Diptych
Pity the poor planet
—Robert Lowell
1. Deepwater Horizon (2010)
First a doe breaking cover from the underbrush,
Chased by a pair of feral cats.
Then, days later,
the near wing-clipped collision
Of a nighthawk and bat.
They felt like omens when the rig went nova,
Riddling coral reefs with those currents,
And the salt wedge of the estuary.
With crude oil and chemical dispersants.
After which:
the wrack of turtles and dying fish,
The tarred-and-feathered birds,
A sperm whale, fuchsia, filmed from above,
Breaching where the waters burned.
I still can’t get past what the cameraman said—
“It looked like it had been basted.”
2. “Zoo Owner Frees Animals, Kills Self” (2012)
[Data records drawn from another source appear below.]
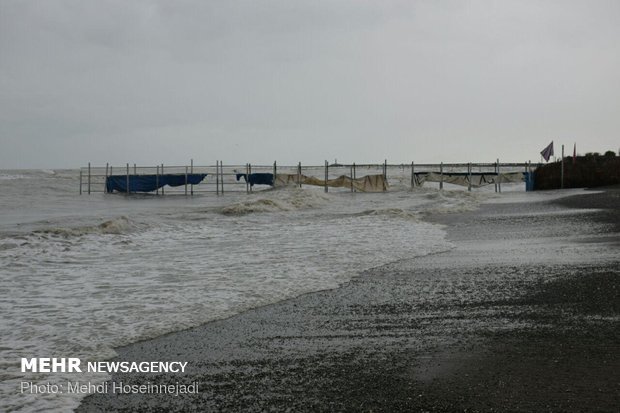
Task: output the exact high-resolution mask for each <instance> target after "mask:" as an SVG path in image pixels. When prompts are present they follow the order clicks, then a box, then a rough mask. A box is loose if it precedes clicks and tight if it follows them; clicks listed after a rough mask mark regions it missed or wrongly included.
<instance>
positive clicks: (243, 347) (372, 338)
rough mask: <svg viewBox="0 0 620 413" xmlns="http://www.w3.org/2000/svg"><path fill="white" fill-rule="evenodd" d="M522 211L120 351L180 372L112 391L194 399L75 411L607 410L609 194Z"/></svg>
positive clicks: (614, 206) (615, 410)
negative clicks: (144, 392)
mask: <svg viewBox="0 0 620 413" xmlns="http://www.w3.org/2000/svg"><path fill="white" fill-rule="evenodd" d="M523 208H524V204H513V203H498V204H491V205H483V207H482V208H481V209H480V210H477V211H474V212H469V213H464V214H459V215H437V216H433V217H430V219H431V220H433V221H435V222H438V223H441V224H445V225H446V229H447V231H448V234H449V238H450V239H451V240H452V241H453V242H454V244H455V248H454V249H453V250H451V251H449V252H447V253H442V254H437V255H433V256H427V257H423V258H419V259H414V260H406V261H402V262H396V263H393V264H390V265H387V266H384V267H380V268H376V269H373V270H370V271H367V272H366V273H364V274H361V275H360V277H358V278H356V279H354V280H353V281H351V282H349V283H348V284H346V285H344V286H343V287H341V288H338V289H335V290H329V291H321V292H317V293H312V294H307V295H304V296H301V297H298V298H296V299H292V300H288V301H284V302H280V303H278V304H274V305H270V306H266V307H262V308H258V309H254V310H251V311H248V312H246V313H243V314H240V315H237V316H235V317H232V318H229V319H226V320H221V321H216V322H211V323H208V324H205V325H202V326H200V327H197V328H194V329H191V330H186V331H182V332H178V333H173V334H169V335H166V336H162V337H159V338H156V339H153V340H148V341H144V342H140V343H136V344H133V345H130V346H127V347H123V348H119V349H117V351H118V353H119V359H120V360H129V361H140V360H148V361H150V360H181V361H188V362H189V365H188V366H189V372H188V373H187V374H186V375H185V376H173V375H157V374H152V375H146V374H145V375H138V374H126V375H120V374H119V375H115V376H113V378H112V380H113V381H116V382H119V381H123V382H124V383H126V384H132V383H139V384H142V383H146V382H151V383H170V384H174V383H175V382H177V381H178V382H182V383H188V384H189V383H191V382H193V381H197V382H198V383H199V389H200V392H199V394H196V395H184V396H178V397H174V396H170V395H154V394H149V395H118V394H96V395H91V396H89V397H87V398H86V399H84V401H83V403H82V405H81V406H80V408H79V409H78V411H81V412H90V411H128V412H139V411H356V412H357V411H385V412H393V411H617V410H618V408H619V407H620V357H619V356H620V318H619V312H620V254H619V253H618V251H619V248H618V247H619V246H620V189H619V188H617V187H616V188H608V189H607V190H605V192H603V193H590V194H586V195H578V196H572V197H568V198H563V199H560V200H557V201H549V202H544V203H540V204H536V205H532V206H527V211H524V210H523ZM571 211H574V213H573V212H571ZM300 265H302V263H300Z"/></svg>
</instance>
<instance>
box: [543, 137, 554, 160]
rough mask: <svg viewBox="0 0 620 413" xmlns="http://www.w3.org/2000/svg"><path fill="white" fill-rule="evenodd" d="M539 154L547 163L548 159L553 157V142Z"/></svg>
mask: <svg viewBox="0 0 620 413" xmlns="http://www.w3.org/2000/svg"><path fill="white" fill-rule="evenodd" d="M540 154H541V155H542V157H543V158H544V159H545V162H549V158H551V157H552V156H553V141H551V143H550V144H549V145H547V147H546V148H545V149H543V150H542V151H541V152H540Z"/></svg>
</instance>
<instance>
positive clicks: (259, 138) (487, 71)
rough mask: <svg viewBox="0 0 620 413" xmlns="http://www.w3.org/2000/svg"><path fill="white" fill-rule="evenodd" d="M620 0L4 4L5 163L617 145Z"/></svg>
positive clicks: (598, 150)
mask: <svg viewBox="0 0 620 413" xmlns="http://www.w3.org/2000/svg"><path fill="white" fill-rule="evenodd" d="M619 18H620V5H619V3H618V2H616V1H608V2H604V1H597V2H587V1H574V2H568V1H564V2H551V1H549V2H541V1H531V2H527V1H526V2H523V1H518V2H508V1H503V2H494V1H482V2H476V1H474V2H462V1H440V2H435V1H433V2H430V1H416V2H414V1H402V2H398V1H394V2H388V1H380V2H379V1H366V2H364V1H354V0H351V1H305V0H304V1H260V2H257V1H227V2H216V1H174V2H168V1H132V2H125V1H59V0H50V1H46V2H42V1H34V0H33V1H27V0H26V1H9V0H0V91H1V93H0V142H1V144H2V148H3V150H2V151H0V168H13V167H75V166H78V165H81V164H84V163H85V162H88V161H89V160H90V161H92V162H96V163H105V162H112V163H116V164H123V163H125V162H138V163H142V164H155V163H159V162H165V163H178V162H185V161H186V160H187V159H189V158H194V159H195V160H196V161H197V162H199V163H211V162H212V161H214V160H215V159H223V160H225V161H228V162H239V163H244V162H248V161H249V162H261V163H262V162H271V161H273V160H278V161H279V162H281V163H296V162H297V161H302V162H304V163H321V162H322V160H323V159H326V158H327V159H333V158H336V157H337V158H338V159H339V160H342V161H357V162H363V161H380V160H382V159H384V158H388V160H391V161H393V162H408V161H411V160H416V161H417V162H438V161H442V160H443V161H470V160H471V161H492V160H494V159H495V158H497V157H499V158H501V159H504V160H506V161H524V160H528V159H532V160H534V161H536V160H538V151H539V150H540V149H542V147H543V146H545V145H546V144H547V143H548V142H549V141H550V140H551V139H553V140H555V141H556V143H557V144H561V143H565V144H567V145H571V149H572V143H573V142H575V141H576V142H577V145H578V150H579V151H581V152H585V151H595V150H596V151H602V150H606V149H614V150H616V149H618V146H620V140H619V139H618V137H617V136H618V135H617V134H618V129H619V126H620V121H619V120H618V116H617V112H618V104H617V101H618V96H620V86H619V82H618V81H617V73H618V72H619V69H620V53H619V51H620V46H619V45H618V43H617V39H618V38H619V37H620V36H619V34H620V33H619V31H620V24H618V23H620V19H619Z"/></svg>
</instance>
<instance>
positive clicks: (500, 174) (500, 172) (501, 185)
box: [497, 158, 502, 193]
mask: <svg viewBox="0 0 620 413" xmlns="http://www.w3.org/2000/svg"><path fill="white" fill-rule="evenodd" d="M497 191H498V192H500V193H501V192H502V174H501V171H500V170H499V158H498V159H497Z"/></svg>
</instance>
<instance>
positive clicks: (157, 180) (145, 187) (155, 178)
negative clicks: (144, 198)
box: [105, 174, 207, 193]
mask: <svg viewBox="0 0 620 413" xmlns="http://www.w3.org/2000/svg"><path fill="white" fill-rule="evenodd" d="M206 176H207V174H187V175H185V174H167V175H129V176H128V175H111V176H108V177H107V178H106V181H105V189H106V192H108V193H112V192H114V191H117V192H127V181H129V192H151V191H155V190H157V189H159V188H161V187H163V186H166V185H168V186H183V185H185V184H187V185H197V184H199V183H200V182H202V180H203V179H205V178H206ZM186 177H187V178H186Z"/></svg>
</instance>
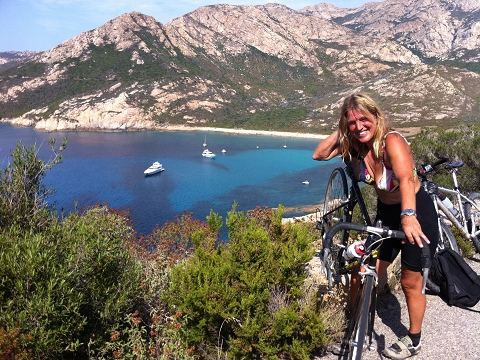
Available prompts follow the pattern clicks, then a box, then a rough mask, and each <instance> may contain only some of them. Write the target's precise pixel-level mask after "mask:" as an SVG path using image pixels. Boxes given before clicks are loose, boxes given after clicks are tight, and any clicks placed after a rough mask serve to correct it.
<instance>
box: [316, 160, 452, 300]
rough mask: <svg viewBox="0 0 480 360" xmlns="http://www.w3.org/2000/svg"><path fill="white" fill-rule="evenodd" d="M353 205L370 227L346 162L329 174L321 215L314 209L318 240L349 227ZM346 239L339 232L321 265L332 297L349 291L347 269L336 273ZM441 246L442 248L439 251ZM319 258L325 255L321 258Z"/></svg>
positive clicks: (435, 290)
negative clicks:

The cages flung open, one by one,
Like the seals of some dry-run Revelation,
He sent them out into the Ohio night,
Wild and baffled,
whelmed by the scents
They’d caught hints of through their fences—
Wolves and grizzlies, shadow-slinking cats,
All scoped now within cross-hairs
And the infrared light of the flares.
All but that one poor wayward creature,
His pistol about to flower in his mouth.
Walkie-talkie static.
Sudden rifle bursts.
The frost-lit lawns in lockdown . . .
Ohio, where the passenger pigeon died,
Whose flights once plenished the skies.